実名子は初めてあいさつをした日の会話を思い返す。

「実名子さん、その節は本当にありがとね。利喜が迷惑かけて」

「いえいえ、全然気にしないでください」

「しかもそんな抜けた男を旦那にもらってくれるなんてね」

春江はいたずらっぽく笑い、利喜は苦笑いをしていた。

「そんな言い方しなくてもいいだろ」

「実名子さんも海外旅行好きなのよね?」

「はい、色んな国の景色を見たり、文化に触れるのが好きなんです」

実名子が熱量を込めて返事すると、春江は頰を緩ませた。

「じゃあ、いつか一緒に海外旅行に行けたらいいわね」

「はい、絶対に行きましょう!」

実名子はブローチを握った。

遅くなってしまった。

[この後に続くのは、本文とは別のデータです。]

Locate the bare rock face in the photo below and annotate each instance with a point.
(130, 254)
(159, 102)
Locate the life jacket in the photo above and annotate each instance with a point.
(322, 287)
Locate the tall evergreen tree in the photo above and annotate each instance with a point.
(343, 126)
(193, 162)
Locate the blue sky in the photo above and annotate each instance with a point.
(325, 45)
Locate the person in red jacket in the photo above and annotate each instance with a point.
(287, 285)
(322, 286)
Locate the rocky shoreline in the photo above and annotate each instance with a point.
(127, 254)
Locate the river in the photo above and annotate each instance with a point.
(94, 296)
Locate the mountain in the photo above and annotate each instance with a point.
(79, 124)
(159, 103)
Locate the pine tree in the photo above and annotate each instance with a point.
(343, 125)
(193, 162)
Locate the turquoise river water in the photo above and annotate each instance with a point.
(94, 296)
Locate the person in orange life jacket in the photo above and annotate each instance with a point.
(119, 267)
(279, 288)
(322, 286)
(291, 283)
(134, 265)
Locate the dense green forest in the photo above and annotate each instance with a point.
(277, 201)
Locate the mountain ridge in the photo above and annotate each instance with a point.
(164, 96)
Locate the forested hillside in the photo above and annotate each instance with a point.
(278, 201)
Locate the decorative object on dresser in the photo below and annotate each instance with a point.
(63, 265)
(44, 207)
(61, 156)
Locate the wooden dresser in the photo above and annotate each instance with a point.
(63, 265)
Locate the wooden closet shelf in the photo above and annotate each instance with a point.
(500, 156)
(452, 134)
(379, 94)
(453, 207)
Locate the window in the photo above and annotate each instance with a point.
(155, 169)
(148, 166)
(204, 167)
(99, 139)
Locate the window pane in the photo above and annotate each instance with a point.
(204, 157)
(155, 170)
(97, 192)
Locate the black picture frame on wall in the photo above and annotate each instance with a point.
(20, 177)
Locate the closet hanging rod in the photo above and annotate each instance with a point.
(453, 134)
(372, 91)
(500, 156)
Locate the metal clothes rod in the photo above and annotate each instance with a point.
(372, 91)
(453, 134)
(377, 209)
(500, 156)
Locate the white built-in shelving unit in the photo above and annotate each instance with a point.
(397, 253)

間に合わなかった。だからこれは実名子の感傷で、後悔で、身勝手なつじつま合わせなのかもしれない。それでも、今日から始まるこの旅には、かけがえのない意味があると思った。

見上げた夏の青空に一直線、ひこうき雲が伸びている。

複数の事例から着想を得たフィクションです。実在の人物や団体などとは関係ありません。